No, he would not have sewn the lips back on to the stuffed fish that his child had managed to tear off. 

But, he drove me to the hospital in the small hours of the morning after I’d fallen out of the top bunk and cut open my head.  He filled out the forms and held me in the emergency room, though the sight of blood makes him pass out.  After I was sewn back together, we went to get donuts.  And I got to pick. 

There were certainly no parenting books or magazines geared for dads as my dad tried to figure it all out.  Instead, he carefully weighed the advice his parents gave him and somehow knew when to listen and when to ignore. 

So while Dad may not have changed diapers, he taught me what it means for a father to love his children.  And while the advice he and my mom give me now may not always be dead on, I hope my wife and I do as good a job raising our children as they did theirs.

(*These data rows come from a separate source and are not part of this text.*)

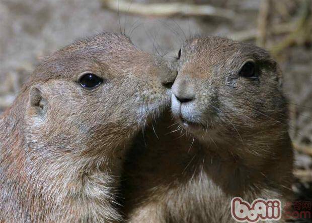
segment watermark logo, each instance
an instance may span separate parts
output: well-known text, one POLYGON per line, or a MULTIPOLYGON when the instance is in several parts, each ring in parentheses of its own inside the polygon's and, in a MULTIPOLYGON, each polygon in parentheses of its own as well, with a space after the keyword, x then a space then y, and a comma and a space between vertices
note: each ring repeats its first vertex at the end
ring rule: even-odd
POLYGON ((235 197, 231 201, 231 214, 239 222, 278 220, 282 216, 281 206, 280 200, 277 199, 258 198, 251 204, 240 197, 235 197))

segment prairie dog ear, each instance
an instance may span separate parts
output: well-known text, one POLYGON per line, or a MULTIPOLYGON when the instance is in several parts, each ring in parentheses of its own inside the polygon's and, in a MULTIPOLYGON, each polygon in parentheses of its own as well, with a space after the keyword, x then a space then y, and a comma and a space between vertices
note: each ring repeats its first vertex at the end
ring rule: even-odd
POLYGON ((31 113, 44 116, 47 111, 48 103, 44 97, 41 87, 39 85, 32 86, 29 91, 29 108, 31 113))

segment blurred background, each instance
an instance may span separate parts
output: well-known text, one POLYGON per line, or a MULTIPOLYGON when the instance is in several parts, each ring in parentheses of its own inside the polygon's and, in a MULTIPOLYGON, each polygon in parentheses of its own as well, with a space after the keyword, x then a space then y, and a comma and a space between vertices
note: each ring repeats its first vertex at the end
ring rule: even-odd
POLYGON ((311 0, 1 0, 0 113, 40 59, 73 40, 122 32, 149 52, 176 57, 196 35, 254 42, 284 74, 298 196, 312 193, 311 0))

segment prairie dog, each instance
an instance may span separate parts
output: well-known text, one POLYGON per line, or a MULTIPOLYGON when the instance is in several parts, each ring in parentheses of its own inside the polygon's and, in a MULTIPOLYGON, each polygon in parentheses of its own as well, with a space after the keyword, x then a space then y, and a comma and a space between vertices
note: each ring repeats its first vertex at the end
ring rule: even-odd
POLYGON ((235 222, 234 197, 285 204, 293 151, 276 63, 254 45, 211 37, 187 41, 176 63, 174 120, 167 113, 157 123, 157 137, 147 130, 144 143, 137 139, 127 156, 126 218, 235 222), (168 134, 176 122, 186 135, 168 134))
POLYGON ((0 221, 120 220, 125 151, 169 105, 176 75, 113 33, 44 59, 0 119, 0 221))

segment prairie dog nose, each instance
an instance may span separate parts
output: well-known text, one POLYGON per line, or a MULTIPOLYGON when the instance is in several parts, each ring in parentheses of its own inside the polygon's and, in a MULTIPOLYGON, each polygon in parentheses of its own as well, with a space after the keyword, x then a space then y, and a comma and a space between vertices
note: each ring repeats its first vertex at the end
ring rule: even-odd
POLYGON ((172 86, 172 93, 181 103, 187 103, 195 98, 194 86, 191 80, 178 78, 172 86))

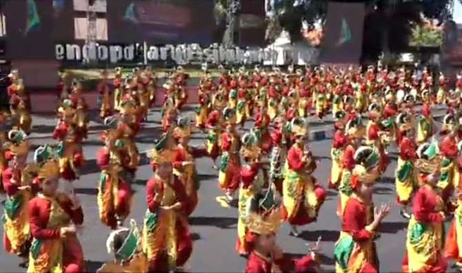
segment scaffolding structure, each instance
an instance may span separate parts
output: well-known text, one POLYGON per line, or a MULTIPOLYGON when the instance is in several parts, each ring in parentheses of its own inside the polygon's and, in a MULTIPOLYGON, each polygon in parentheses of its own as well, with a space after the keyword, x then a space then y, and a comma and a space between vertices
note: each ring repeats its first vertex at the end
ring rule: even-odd
POLYGON ((92 65, 97 63, 97 12, 95 5, 96 1, 89 1, 88 8, 87 10, 87 19, 88 25, 87 28, 87 39, 85 41, 85 45, 88 49, 86 58, 83 58, 83 63, 88 65, 92 65))

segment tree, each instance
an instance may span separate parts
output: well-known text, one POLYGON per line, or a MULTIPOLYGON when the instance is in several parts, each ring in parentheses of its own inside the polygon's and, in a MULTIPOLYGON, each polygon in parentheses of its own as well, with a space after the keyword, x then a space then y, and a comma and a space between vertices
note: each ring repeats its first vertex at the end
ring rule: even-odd
MULTIPOLYGON (((462 0, 459 0, 462 3, 462 0)), ((359 2, 361 1, 336 0, 340 2, 359 2)), ((277 38, 277 28, 286 30, 290 34, 292 41, 300 39, 300 29, 302 21, 312 25, 317 21, 323 24, 325 22, 328 12, 328 1, 327 0, 275 0, 273 15, 270 18, 268 28, 277 28, 276 30, 268 29, 268 39, 277 38)), ((366 7, 374 7, 383 10, 388 6, 399 5, 405 2, 405 0, 363 0, 366 7)), ((414 3, 421 4, 423 12, 428 18, 447 18, 452 0, 420 0, 414 3)))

2 Responses to “From one dad to another — Second Audio Version”

  1. Mel Says:

    Beautiful prose, really enjoyed the thoughts and wonder if nowadays more is expected of dads and so maybe as parents we, as a team, are evolving to better caretakers. This hopefully will give our children the foresight to be better parents and evolve even further than we have. That is my hope for my own sons!

  2. Theresa Says:

    Really nice rewrite. I like that you mention that fathers seem to be the forgotten parent as far as books and magazines are concerned. Maybe it is time for fathers to write to these magazines and remind them that fathers are much more involved with their children than in the past and need to be represented.